Saturday, March 14, 2009

Topps 1972 Final Page

Here are the last five cards from the 1972 Cubs team set

Ron Santo In Action: looks like he hit a pop up.

Hector Torres: The back of Hector's card proclaims "In 4 games vs. Mets, Hector hit .357 with 2 doubles." What is doesn't say is that against the rest of the league, Hector hit .182. He was traded to the Expos just before the start of the 1972 season.

Billy Williams: Sweet Swingin Billy is wearing a plastic jacket, too. Although 34 years old, Billy was at the peak of his career. He led the league in hitting in 1972, with a .333 mark. He also walloped 37 homers and knocked in 122 runs. He was in contention for the triple crown all season long, ending up third in home runs and second in RBI's to go along with his batting title. He was an All Star and finished second to Johnny Bench in the MVP balloting.

Billy Williams In Action: Ready to take a cut.

1972 Rookie Stars: As is the case with most rookie cards, only one of the players featured went on to a decent career. On this card it would be Burt Hooton. Hooton was drafted by the Cubs in the June 1971 draft and then went straight to the bigs. His signature pitch was the knucklecurve. He started three games and then was sent down to the minors. He made the team in 1972 and pitched a no hitter his first start of the season, on April 16, It was a sloppy no hitter, with him giving up 7 walks. Even though it was a Sunday, only 9,500 people turned out at Wrigley Field on a cold, rainy day. He ended the season with a record of 11-14, but a decent 2.80 ERA

Gene Hiser played on and off with the Cubs for five seasons. He never amounted to much, with a career average of .202

Earl Sephenson was traded by the Cubs in the Jose Cardenal trade. The rookie card was in the first series, so Topps had no time to change it.

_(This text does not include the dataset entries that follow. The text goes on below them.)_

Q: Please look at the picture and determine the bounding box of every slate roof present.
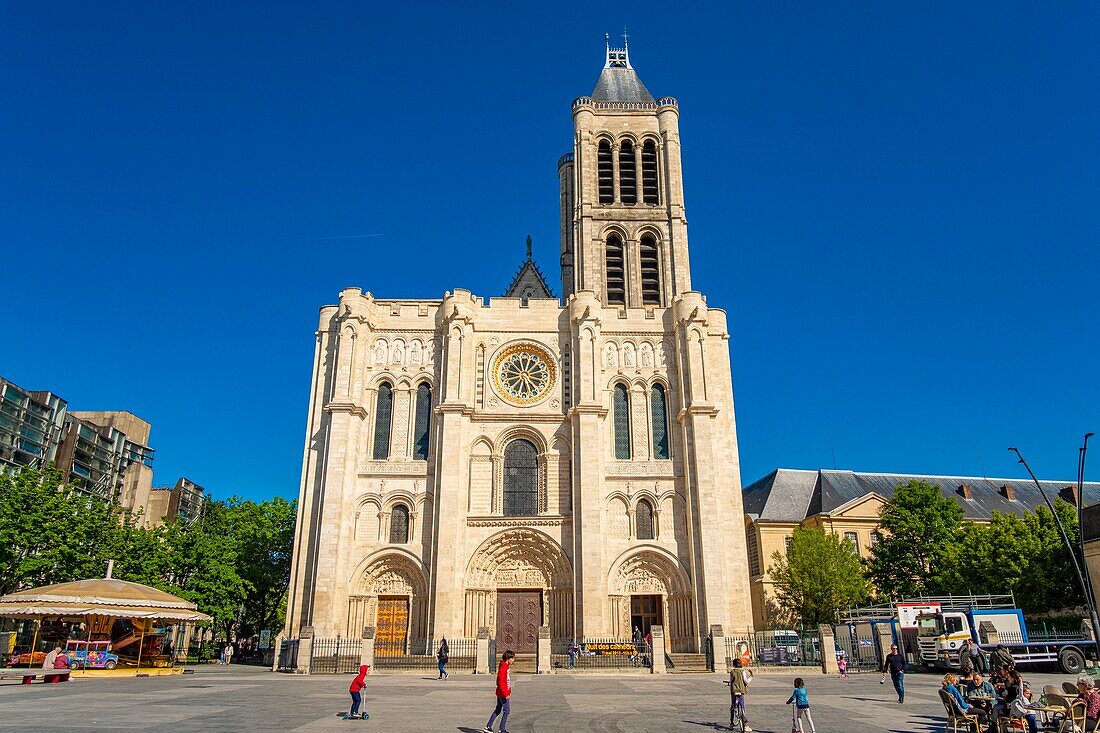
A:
[743,468,1100,523]
[592,66,655,103]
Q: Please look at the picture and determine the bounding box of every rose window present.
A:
[492,343,556,406]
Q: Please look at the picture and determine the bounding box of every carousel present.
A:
[0,566,211,678]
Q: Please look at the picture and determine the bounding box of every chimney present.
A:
[958,483,973,500]
[1000,484,1016,501]
[1060,485,1080,507]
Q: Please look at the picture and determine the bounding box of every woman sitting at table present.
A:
[1072,675,1100,731]
[944,673,989,729]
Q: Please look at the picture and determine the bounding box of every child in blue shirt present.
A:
[786,677,815,733]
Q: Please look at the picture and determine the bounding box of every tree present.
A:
[769,526,871,626]
[221,496,296,637]
[868,480,965,598]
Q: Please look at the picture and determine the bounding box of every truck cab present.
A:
[916,611,971,667]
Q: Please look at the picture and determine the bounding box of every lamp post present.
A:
[1078,434,1095,617]
[1009,446,1100,640]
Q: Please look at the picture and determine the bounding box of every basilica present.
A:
[285,41,753,656]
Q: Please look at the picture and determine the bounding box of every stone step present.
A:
[667,653,710,673]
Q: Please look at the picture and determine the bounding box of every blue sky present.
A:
[2,2,1097,502]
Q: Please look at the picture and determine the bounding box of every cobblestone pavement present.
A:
[0,664,1078,732]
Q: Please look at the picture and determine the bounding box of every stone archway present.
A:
[348,552,428,653]
[464,529,573,642]
[608,548,694,652]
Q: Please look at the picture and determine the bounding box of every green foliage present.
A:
[769,526,871,626]
[0,466,296,636]
[868,480,965,598]
[868,479,1085,615]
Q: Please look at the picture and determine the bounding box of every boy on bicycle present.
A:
[728,658,753,731]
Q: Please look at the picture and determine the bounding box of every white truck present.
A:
[914,602,1097,674]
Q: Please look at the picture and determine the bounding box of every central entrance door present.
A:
[376,596,409,655]
[495,590,541,654]
[630,594,663,640]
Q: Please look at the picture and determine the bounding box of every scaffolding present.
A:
[840,593,1017,623]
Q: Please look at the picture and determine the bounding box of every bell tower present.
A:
[559,36,691,307]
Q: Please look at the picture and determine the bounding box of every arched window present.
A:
[597,139,614,204]
[503,439,539,517]
[618,140,637,205]
[651,383,670,460]
[641,140,659,204]
[613,383,631,459]
[636,499,655,540]
[413,382,431,460]
[605,234,626,305]
[389,504,409,544]
[372,382,393,460]
[640,234,661,305]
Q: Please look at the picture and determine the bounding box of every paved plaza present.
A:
[0,664,1077,732]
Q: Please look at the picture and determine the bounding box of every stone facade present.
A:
[285,42,754,653]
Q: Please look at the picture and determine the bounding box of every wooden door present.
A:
[496,591,541,654]
[375,596,409,655]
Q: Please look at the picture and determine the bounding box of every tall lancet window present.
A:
[640,234,661,305]
[605,234,626,305]
[372,382,393,460]
[642,140,659,204]
[597,139,614,204]
[619,140,637,205]
[651,383,670,460]
[636,499,655,540]
[389,504,409,544]
[413,382,431,460]
[613,383,631,459]
[503,439,539,517]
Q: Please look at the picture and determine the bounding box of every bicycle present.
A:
[728,691,745,732]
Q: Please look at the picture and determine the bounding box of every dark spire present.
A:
[504,235,554,302]
[591,32,654,103]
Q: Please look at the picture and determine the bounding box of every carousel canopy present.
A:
[0,578,212,623]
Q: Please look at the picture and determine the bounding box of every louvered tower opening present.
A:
[640,234,661,305]
[605,234,626,305]
[619,141,637,205]
[597,140,614,204]
[641,140,659,203]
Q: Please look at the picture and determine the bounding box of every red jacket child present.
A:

So there you have the complete Topps 1972 Cubs. The team ended the strike shortened season in second place with a record of 85-70. Leo Durocher was fired midway through the year and replaced by Whitey Lockman. While they did finish second, they never really challenged for the title, finishing 11 games back of the Pirates. The boys of '69 were aging and this was their last decent season. In 1973 the team only posted 77 wins and in 1974 most of the stars were gone.

1 comment:

  1. I love the comment from the Torres card. Using an average for 4 games is silly. Why not just say he had x hits? He went 5-14, which is good, but to say he hit .357 makes me laugh.